Manly men buy trusses and accordions

Adventure magazine was obviously a men’s adventure mag. The full title was ADVENTURE: THE MAN’S MAGAZINE OF EXCITING FICTION AND FACT. If that didn’t make it clear that this was an adventure magazine for manly men, the cover headlines for the articles made it crystal.

For example, the cover of the June 1954 issue of Adventure features these headlines:

“I Fought Typhoons and Pirates Around the World Alone”

“Trouble on the Trail” (an “Action-Packed Western Novelette”)

“Your African Safari: What Guns to Take”

Obviously, a pirate-fighting solo sailor would be a “real man.”

And, cowboys in the Old West? Well, yer darn tootin’, pardner. Manly.

And, of course, white bwanas who slaughtered African animals (with the help of native guides and big frakking guns) were Hemingway-level manly men.

I don’t know if Ernest Hemingway ever wore a truss, but many readers of men’s adventure magazines did. One telltale sign is that almost every issue had a truss ad or two, or three – or more.

Many men’s mag readers in the ’50s and ’60s were blue collar workers. A lot had jobs that required heavy lifting. Hence a lot of them had hernias, A.K.A. ruptures. Back then, the use of surgical techniques to repair hernias was not as common or sophisticated as it is today. So, many hernia sufferers wore trusses – strap-on contraptions that provide support and (when they work) keep ruptures and the pain they cause from getting worse.
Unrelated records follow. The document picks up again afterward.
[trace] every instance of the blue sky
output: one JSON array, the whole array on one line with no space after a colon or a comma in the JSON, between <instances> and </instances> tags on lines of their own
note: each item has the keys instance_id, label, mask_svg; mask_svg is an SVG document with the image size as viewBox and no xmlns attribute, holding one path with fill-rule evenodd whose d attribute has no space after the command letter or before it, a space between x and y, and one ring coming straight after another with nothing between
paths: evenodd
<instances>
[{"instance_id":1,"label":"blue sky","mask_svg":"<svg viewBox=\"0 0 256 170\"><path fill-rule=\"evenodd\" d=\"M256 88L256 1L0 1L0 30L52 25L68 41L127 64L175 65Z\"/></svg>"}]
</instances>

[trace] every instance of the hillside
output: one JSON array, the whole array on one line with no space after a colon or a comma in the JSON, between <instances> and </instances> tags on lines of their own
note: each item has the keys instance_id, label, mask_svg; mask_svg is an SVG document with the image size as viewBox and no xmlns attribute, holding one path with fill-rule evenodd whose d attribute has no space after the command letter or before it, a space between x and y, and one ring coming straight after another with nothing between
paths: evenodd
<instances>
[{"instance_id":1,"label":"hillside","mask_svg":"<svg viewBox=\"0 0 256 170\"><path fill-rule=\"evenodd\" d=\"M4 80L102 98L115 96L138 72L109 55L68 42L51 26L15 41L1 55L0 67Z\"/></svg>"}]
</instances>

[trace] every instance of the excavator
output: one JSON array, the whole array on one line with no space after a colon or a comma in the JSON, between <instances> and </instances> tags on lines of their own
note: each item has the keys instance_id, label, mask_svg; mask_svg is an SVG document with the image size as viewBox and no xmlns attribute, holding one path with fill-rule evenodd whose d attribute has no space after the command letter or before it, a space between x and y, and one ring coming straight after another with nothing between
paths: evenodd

The June 1954 issue of Adventure includes a classic truss ad: a full pager about “The Genuine Brooks Air-Cushion Truss,” which wants you to “THROW THAT TRUSS AWAY” (that crappy one you have that’s not a “Genuine Brooks Air-Cushion Truss”). The ad copy written for it is pure pitch-writing poetry, as compelling as any “As Seen on TV” commercial.

I can imagine the late OxiClean pitchman Billy Mays shouting it out:

“Learn NOW about this perfected truss-invention for most forms of reducible rupture. Surely you keenly desire . . . you eagerly CRAVE to enjoy most of life’s activities and pleasures once again. To work . . . to play . . . to love . . . with the haunting fear of Rupture lessened in your thoughts.”

“Literally thousands of Rupture sufferers have entered this Kingdom of Paradise Regained . . . have worn our Appliance without the slightest inconvenience.”

Holy Moly! A more comfortable, more effective truss that improves your work life, your leisure time and your sex life! If I had a hernia, I’d have to get that! The ad said all you had to do to get a step closer to the promised Hernia Heaven was to send in the coupon for the “Free Rupture Book in plain envelope.” (I’m not sure why it was sent in a secrecy-shrouded “plain envelope.” Was it somehow embarrassing for anyone to know you had a hernia back then?)

One of my other favorite ads in the June 1954 issue of Adventure is an ad for accordions. As a former accordion player in my youth, I just knew they were manly musical instruments.

Now you know. Real men wear trusses and play accordion!